Citizens of Minnesota have a long history of being civic-minded. We rank at or near the top in the country when looking at voter turnout, philanthropic giving and education. Whether the population is urban, rural or suburban, our citizens are actively involved at all levels of government and want what is best for our state. This civic engagement is the bedrock of what makes Minnesota a great state.
Oftentimes, however, the voices and information flying around us encourage us to focus on our differences instead of our shared interests. We tend to think that residents in Minneapolis/St. Paul don’t have the same issues as residents in Thief River Falls. But regardless of what we think (or are told to think), we Minnesotans do all care about and are affected by the workforce shortage, health care, aging populations, immigration, childcare issues, the addiction crisis and other issues troubling our state. We all want a high quality of life.

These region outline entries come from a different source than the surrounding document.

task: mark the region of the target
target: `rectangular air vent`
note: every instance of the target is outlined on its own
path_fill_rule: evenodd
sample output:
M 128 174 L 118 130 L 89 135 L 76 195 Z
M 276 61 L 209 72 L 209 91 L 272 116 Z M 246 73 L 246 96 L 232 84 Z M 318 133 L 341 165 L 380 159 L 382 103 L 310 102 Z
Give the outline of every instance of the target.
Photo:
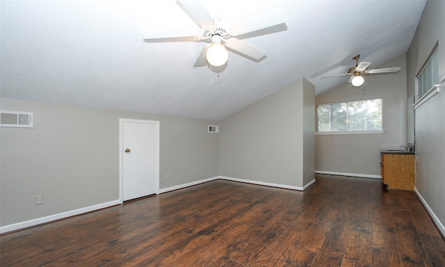
M 0 111 L 0 127 L 34 127 L 34 113 Z
M 209 125 L 207 127 L 208 133 L 219 133 L 220 127 L 218 125 Z

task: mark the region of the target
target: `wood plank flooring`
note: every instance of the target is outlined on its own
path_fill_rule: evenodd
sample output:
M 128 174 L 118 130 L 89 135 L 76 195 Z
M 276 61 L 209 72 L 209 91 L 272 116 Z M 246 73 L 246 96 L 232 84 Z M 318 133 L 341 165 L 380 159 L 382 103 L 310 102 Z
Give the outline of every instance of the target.
M 445 241 L 414 193 L 379 179 L 217 180 L 4 234 L 0 266 L 445 266 Z

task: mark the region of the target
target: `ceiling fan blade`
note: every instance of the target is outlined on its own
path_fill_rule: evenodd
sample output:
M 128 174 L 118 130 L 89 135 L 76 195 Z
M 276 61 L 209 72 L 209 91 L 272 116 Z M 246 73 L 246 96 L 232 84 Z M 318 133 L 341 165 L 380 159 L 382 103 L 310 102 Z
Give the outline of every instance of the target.
M 177 1 L 176 3 L 198 27 L 214 28 L 216 26 L 211 16 L 200 1 L 181 0 Z
M 174 36 L 174 37 L 155 37 L 144 39 L 145 42 L 200 42 L 202 36 Z
M 371 62 L 360 62 L 359 65 L 357 67 L 355 67 L 355 71 L 363 72 L 365 70 L 366 70 L 366 67 L 368 67 L 370 65 L 371 65 Z
M 350 75 L 350 74 L 349 73 L 345 73 L 343 74 L 337 74 L 337 75 L 331 75 L 331 76 L 325 76 L 324 77 L 320 77 L 320 79 L 325 79 L 325 78 L 332 78 L 332 77 L 339 77 L 340 76 L 346 76 L 346 75 Z
M 229 38 L 225 41 L 225 46 L 254 59 L 259 59 L 267 54 L 266 51 L 236 38 Z
M 385 69 L 375 69 L 375 70 L 369 70 L 367 73 L 369 74 L 373 74 L 375 73 L 387 73 L 387 72 L 397 72 L 400 70 L 400 67 L 387 67 Z
M 201 54 L 197 57 L 196 62 L 195 63 L 194 67 L 202 67 L 207 65 L 207 58 L 206 57 L 207 54 L 207 49 L 211 44 L 209 44 L 202 48 L 202 51 L 201 51 Z
M 236 36 L 280 24 L 286 22 L 288 18 L 286 12 L 282 9 L 277 9 L 232 25 L 229 29 L 230 29 L 230 35 Z

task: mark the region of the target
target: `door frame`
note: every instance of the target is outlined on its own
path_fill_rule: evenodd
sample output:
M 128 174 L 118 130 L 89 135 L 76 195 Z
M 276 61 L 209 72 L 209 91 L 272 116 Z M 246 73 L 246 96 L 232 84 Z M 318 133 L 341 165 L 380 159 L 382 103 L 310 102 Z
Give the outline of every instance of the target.
M 124 202 L 124 122 L 147 123 L 156 125 L 156 193 L 159 193 L 159 121 L 119 119 L 119 202 Z

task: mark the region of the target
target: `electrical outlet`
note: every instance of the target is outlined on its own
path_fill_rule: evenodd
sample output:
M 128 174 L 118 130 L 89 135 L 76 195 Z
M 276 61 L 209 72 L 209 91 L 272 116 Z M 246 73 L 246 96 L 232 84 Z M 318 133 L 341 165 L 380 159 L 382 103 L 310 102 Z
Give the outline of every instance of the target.
M 41 205 L 43 204 L 43 195 L 35 196 L 35 204 Z

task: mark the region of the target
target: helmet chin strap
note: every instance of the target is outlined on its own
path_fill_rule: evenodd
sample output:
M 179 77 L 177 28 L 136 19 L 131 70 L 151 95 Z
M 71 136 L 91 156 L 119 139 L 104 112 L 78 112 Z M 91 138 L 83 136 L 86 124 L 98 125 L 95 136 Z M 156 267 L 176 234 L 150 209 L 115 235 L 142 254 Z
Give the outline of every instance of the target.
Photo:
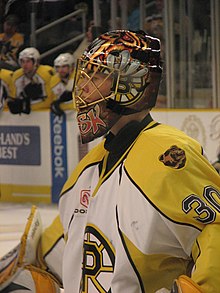
M 130 109 L 130 108 L 121 106 L 118 102 L 112 99 L 107 100 L 106 108 L 110 109 L 112 112 L 115 112 L 119 115 L 130 115 L 130 114 L 140 112 L 135 109 Z

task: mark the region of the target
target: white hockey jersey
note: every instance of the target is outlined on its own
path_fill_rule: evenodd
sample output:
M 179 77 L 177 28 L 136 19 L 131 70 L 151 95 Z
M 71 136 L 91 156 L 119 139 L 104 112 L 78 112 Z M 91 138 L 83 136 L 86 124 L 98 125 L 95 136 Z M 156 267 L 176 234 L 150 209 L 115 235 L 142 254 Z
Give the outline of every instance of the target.
M 104 141 L 84 157 L 59 203 L 65 293 L 170 289 L 194 263 L 192 279 L 217 292 L 220 178 L 201 152 L 181 131 L 152 121 L 107 173 Z

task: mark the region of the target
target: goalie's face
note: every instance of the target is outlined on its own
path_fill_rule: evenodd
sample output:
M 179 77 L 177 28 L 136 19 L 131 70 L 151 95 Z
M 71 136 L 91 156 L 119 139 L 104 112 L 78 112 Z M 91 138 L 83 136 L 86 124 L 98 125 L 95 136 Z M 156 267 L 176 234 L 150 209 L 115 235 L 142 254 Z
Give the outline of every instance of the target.
M 20 65 L 23 69 L 24 74 L 32 73 L 35 70 L 35 64 L 31 58 L 22 58 L 20 59 Z
M 106 107 L 112 93 L 112 73 L 100 71 L 99 66 L 80 69 L 74 85 L 77 120 L 83 143 L 104 135 L 120 118 Z
M 55 69 L 61 79 L 67 78 L 73 71 L 73 68 L 69 65 L 55 66 Z

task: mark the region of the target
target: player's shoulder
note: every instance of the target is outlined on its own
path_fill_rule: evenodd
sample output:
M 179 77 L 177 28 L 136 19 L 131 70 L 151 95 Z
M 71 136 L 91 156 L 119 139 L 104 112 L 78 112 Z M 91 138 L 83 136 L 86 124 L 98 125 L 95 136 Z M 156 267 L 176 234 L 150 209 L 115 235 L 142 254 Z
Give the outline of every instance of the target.
M 0 78 L 1 79 L 10 79 L 12 77 L 12 74 L 13 74 L 13 71 L 12 70 L 8 70 L 8 69 L 4 69 L 4 68 L 1 68 L 0 69 Z
M 146 127 L 139 136 L 135 147 L 154 153 L 172 145 L 178 145 L 186 151 L 188 148 L 195 148 L 201 152 L 201 145 L 198 141 L 176 127 L 159 123 Z M 146 147 L 143 148 L 143 146 Z
M 135 170 L 135 176 L 143 172 L 148 175 L 158 171 L 170 173 L 170 170 L 175 172 L 188 167 L 193 156 L 201 159 L 202 147 L 199 142 L 175 127 L 156 123 L 146 127 L 136 139 L 125 166 L 131 172 Z M 150 166 L 150 169 L 147 170 L 146 166 Z
M 104 140 L 98 145 L 92 148 L 87 155 L 79 162 L 76 168 L 73 170 L 70 177 L 67 179 L 66 183 L 61 192 L 61 196 L 65 194 L 77 181 L 79 176 L 88 168 L 96 166 L 104 157 L 106 150 L 104 148 Z

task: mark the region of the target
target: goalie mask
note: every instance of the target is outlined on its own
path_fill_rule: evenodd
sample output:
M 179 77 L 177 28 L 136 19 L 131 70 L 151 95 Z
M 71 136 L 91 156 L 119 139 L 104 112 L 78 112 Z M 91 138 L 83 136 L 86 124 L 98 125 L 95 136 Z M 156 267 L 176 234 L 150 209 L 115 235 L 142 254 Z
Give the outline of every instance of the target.
M 95 39 L 74 78 L 82 142 L 107 133 L 122 115 L 154 107 L 161 73 L 160 41 L 143 31 L 116 30 Z

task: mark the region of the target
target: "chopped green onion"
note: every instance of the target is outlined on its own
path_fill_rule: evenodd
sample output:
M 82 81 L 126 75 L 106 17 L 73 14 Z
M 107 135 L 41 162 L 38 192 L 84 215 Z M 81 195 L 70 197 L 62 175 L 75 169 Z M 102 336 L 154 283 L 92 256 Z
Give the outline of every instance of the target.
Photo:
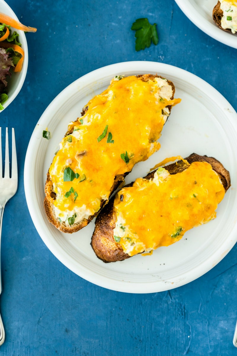
M 103 138 L 104 138 L 106 135 L 106 134 L 107 133 L 107 130 L 108 130 L 108 125 L 106 125 L 105 127 L 104 128 L 104 130 L 103 133 L 101 135 L 100 135 L 100 136 L 97 139 L 97 141 L 98 141 L 98 142 L 99 142 L 99 141 L 101 141 Z
M 126 164 L 127 164 L 129 162 L 129 159 L 128 156 L 128 152 L 127 151 L 126 151 L 125 153 L 121 153 L 120 156 L 122 159 L 123 159 L 123 161 L 124 161 Z
M 114 142 L 114 140 L 112 140 L 112 134 L 111 132 L 109 132 L 109 134 L 108 135 L 108 138 L 107 139 L 107 143 L 113 143 Z
M 79 183 L 81 183 L 81 182 L 83 182 L 83 180 L 85 180 L 85 179 L 86 179 L 86 177 L 84 174 L 83 174 L 82 176 L 81 176 L 81 178 L 79 180 Z
M 73 225 L 75 221 L 75 218 L 76 217 L 76 215 L 75 213 L 74 215 L 73 215 L 71 218 L 69 218 L 68 219 L 68 223 L 71 226 L 71 225 Z
M 51 137 L 49 131 L 44 130 L 43 132 L 43 137 L 44 138 L 47 138 L 47 140 L 49 140 Z

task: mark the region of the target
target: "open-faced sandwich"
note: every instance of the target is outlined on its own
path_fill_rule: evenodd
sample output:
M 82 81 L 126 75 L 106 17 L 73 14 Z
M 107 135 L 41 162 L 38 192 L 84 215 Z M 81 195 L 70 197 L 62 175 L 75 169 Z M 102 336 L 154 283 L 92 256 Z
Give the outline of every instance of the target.
M 237 32 L 237 1 L 219 0 L 213 9 L 212 17 L 222 30 L 235 33 Z
M 168 246 L 215 218 L 230 186 L 228 172 L 212 157 L 193 153 L 159 167 L 111 199 L 96 218 L 92 248 L 107 262 Z
M 111 81 L 70 123 L 47 174 L 45 210 L 59 230 L 86 225 L 134 164 L 159 149 L 174 99 L 173 83 L 144 74 Z

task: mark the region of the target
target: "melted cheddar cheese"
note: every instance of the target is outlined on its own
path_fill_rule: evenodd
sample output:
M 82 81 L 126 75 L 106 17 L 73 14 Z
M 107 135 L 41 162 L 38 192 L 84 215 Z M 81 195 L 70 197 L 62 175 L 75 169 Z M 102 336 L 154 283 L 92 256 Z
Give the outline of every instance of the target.
M 237 31 L 237 1 L 220 0 L 220 7 L 223 12 L 221 25 L 223 28 L 229 28 L 232 33 Z
M 218 174 L 206 162 L 194 162 L 172 175 L 160 168 L 153 179 L 138 178 L 117 193 L 114 239 L 130 256 L 168 246 L 215 218 L 224 195 Z
M 60 221 L 71 225 L 93 215 L 108 199 L 115 177 L 159 149 L 157 140 L 169 114 L 166 107 L 180 101 L 172 96 L 166 79 L 115 77 L 70 123 L 71 133 L 49 171 Z

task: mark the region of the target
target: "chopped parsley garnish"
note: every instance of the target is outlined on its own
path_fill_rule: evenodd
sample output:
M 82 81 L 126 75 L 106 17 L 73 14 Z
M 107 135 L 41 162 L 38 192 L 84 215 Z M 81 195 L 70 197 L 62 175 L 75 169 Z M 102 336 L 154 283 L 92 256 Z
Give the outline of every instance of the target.
M 114 239 L 117 242 L 119 242 L 121 240 L 121 237 L 119 237 L 118 236 L 115 236 L 115 235 L 114 235 Z
M 43 132 L 43 137 L 44 138 L 47 138 L 47 140 L 49 140 L 51 137 L 50 132 L 49 131 L 47 131 L 46 130 L 44 130 Z
M 81 182 L 83 182 L 85 179 L 86 179 L 86 177 L 84 174 L 83 174 L 82 176 L 81 176 L 81 178 L 79 180 L 79 183 L 80 183 Z
M 73 215 L 71 218 L 69 218 L 68 219 L 68 223 L 71 226 L 71 225 L 73 225 L 75 221 L 75 218 L 76 218 L 76 213 L 75 213 L 74 215 Z
M 109 134 L 108 135 L 108 138 L 107 139 L 107 143 L 113 143 L 114 141 L 113 140 L 112 140 L 112 134 L 111 133 L 109 132 Z
M 2 110 L 4 109 L 2 104 L 6 103 L 8 99 L 7 95 L 5 93 L 3 93 L 1 94 L 1 96 L 0 96 L 0 110 Z
M 76 200 L 76 198 L 77 198 L 77 197 L 78 196 L 78 194 L 76 192 L 74 192 L 74 203 L 75 202 L 75 201 Z
M 67 167 L 63 174 L 64 182 L 72 182 L 74 178 L 78 178 L 79 174 L 75 173 L 70 167 Z
M 65 194 L 65 195 L 64 195 L 64 197 L 66 198 L 68 198 L 70 196 L 71 193 L 72 193 L 72 194 L 74 193 L 74 195 L 75 197 L 74 198 L 74 201 L 75 203 L 75 200 L 76 200 L 76 198 L 78 196 L 78 195 L 77 194 L 77 193 L 76 192 L 74 192 L 74 189 L 73 189 L 72 187 L 69 189 L 69 192 L 66 192 L 66 193 Z
M 123 75 L 115 75 L 114 77 L 114 79 L 116 80 L 120 80 L 123 78 Z
M 177 237 L 177 236 L 179 236 L 180 235 L 180 233 L 182 231 L 182 226 L 179 226 L 178 227 L 176 227 L 175 232 L 174 234 L 171 234 L 171 237 L 172 239 L 174 239 L 175 237 Z
M 106 125 L 105 127 L 104 128 L 104 129 L 103 131 L 103 133 L 101 135 L 100 135 L 100 136 L 97 139 L 97 141 L 98 141 L 98 142 L 99 142 L 99 141 L 101 141 L 103 138 L 104 138 L 106 135 L 106 134 L 107 133 L 107 130 L 108 130 L 108 125 Z
M 121 153 L 120 155 L 122 159 L 123 159 L 123 161 L 124 161 L 126 164 L 127 164 L 129 162 L 129 159 L 128 156 L 128 152 L 127 151 L 126 151 L 126 153 Z
M 157 44 L 159 39 L 156 25 L 156 23 L 151 25 L 146 18 L 138 19 L 133 23 L 131 29 L 136 31 L 136 51 L 145 49 L 145 47 L 150 47 L 152 41 L 154 44 Z

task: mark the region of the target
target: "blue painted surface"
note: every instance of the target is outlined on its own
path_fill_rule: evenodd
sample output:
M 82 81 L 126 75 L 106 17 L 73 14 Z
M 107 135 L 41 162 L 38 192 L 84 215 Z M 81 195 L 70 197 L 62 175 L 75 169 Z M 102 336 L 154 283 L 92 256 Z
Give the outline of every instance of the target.
M 74 274 L 46 247 L 28 210 L 23 172 L 41 115 L 84 74 L 127 61 L 166 63 L 206 80 L 236 110 L 237 50 L 201 32 L 174 0 L 7 2 L 22 22 L 38 29 L 27 34 L 22 89 L 0 114 L 2 127 L 16 129 L 19 172 L 17 192 L 4 216 L 0 309 L 6 337 L 0 355 L 236 355 L 236 245 L 204 276 L 169 292 L 107 290 Z M 160 42 L 136 52 L 130 28 L 141 17 L 158 24 Z

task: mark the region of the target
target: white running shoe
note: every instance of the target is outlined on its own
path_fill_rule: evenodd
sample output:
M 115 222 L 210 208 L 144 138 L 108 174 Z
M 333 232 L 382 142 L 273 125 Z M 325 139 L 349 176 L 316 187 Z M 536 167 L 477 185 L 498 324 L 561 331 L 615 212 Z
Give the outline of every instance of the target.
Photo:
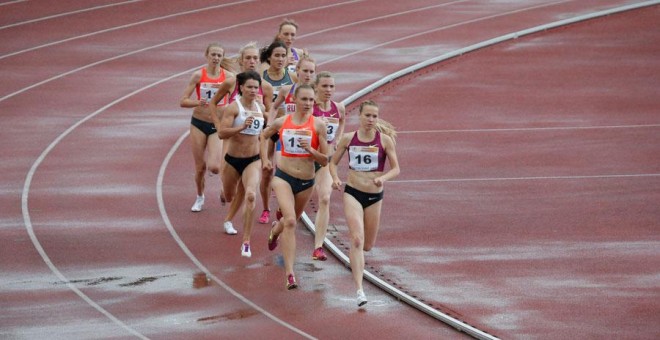
M 197 199 L 195 200 L 195 204 L 193 204 L 193 207 L 190 208 L 190 210 L 194 212 L 199 212 L 202 211 L 203 206 L 204 206 L 204 195 L 197 196 Z
M 243 242 L 241 245 L 241 256 L 243 257 L 252 257 L 252 252 L 250 251 L 250 243 Z
M 238 234 L 238 231 L 236 231 L 236 229 L 234 229 L 234 225 L 231 223 L 231 221 L 226 221 L 224 223 L 224 227 L 225 227 L 225 233 L 227 233 L 228 235 Z
M 358 307 L 362 307 L 367 304 L 367 296 L 364 295 L 362 290 L 358 290 Z

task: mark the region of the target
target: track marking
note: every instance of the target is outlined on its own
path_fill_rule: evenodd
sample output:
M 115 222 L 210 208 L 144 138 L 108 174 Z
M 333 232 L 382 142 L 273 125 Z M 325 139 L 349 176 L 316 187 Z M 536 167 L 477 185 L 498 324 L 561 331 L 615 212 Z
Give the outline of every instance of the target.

I have had the privilege of being named the Center for Rural Policy and Development’s president in 2018, and it is clear to me how, as policy discussions concerning rural Minnesota unfold, it is important to understand the past, present, and potential futures of our rural regions. For that reason, I am very excited to help amplify the Center’s voice by sharing our research on issues and concerns facing Greater Minnesota.
Everyone has their own idea and definition of “rural” based on their perceptions—one person’s small town is another person’s weekend city shopping center. However, anyone traveling across our state can agree that most of Minnesota can’t be categorized as strictly rural or metropolitan. Most places are in between.
The set of letters in the following pages is a project by the Center for Rural Policy and Development meant to offer guidance and insight to elected representatives in all offices, but in particular to Minnesota’s new Governor. Although these issues can be distinctly rural, in reading through these letters you will see that Minnesotans have much more in common than not.
We have invited experts from around the state to comment on the ideas and motivations behind some of our toughest policy questions. These trusted voices offer background and recommendations on the issues that matter most. These community leaders and academics in the following pages have offered their sincere thoughts on these issues in their own words.
Throughout the year, the Center for Rural Policy and Development strives to raise awareness of issues and concerns in Greater Minnesota through research and outreach, and in this election year, as we welcome a new governor for the first time in eight years, this collection has become a key part of our mission. It is our sincere hope that the voices in this venue will offer understanding, which in turn will fuel larger discussions and create an aspiration for data-driven decisions.
Let’s work together to make all of Minnesota even better.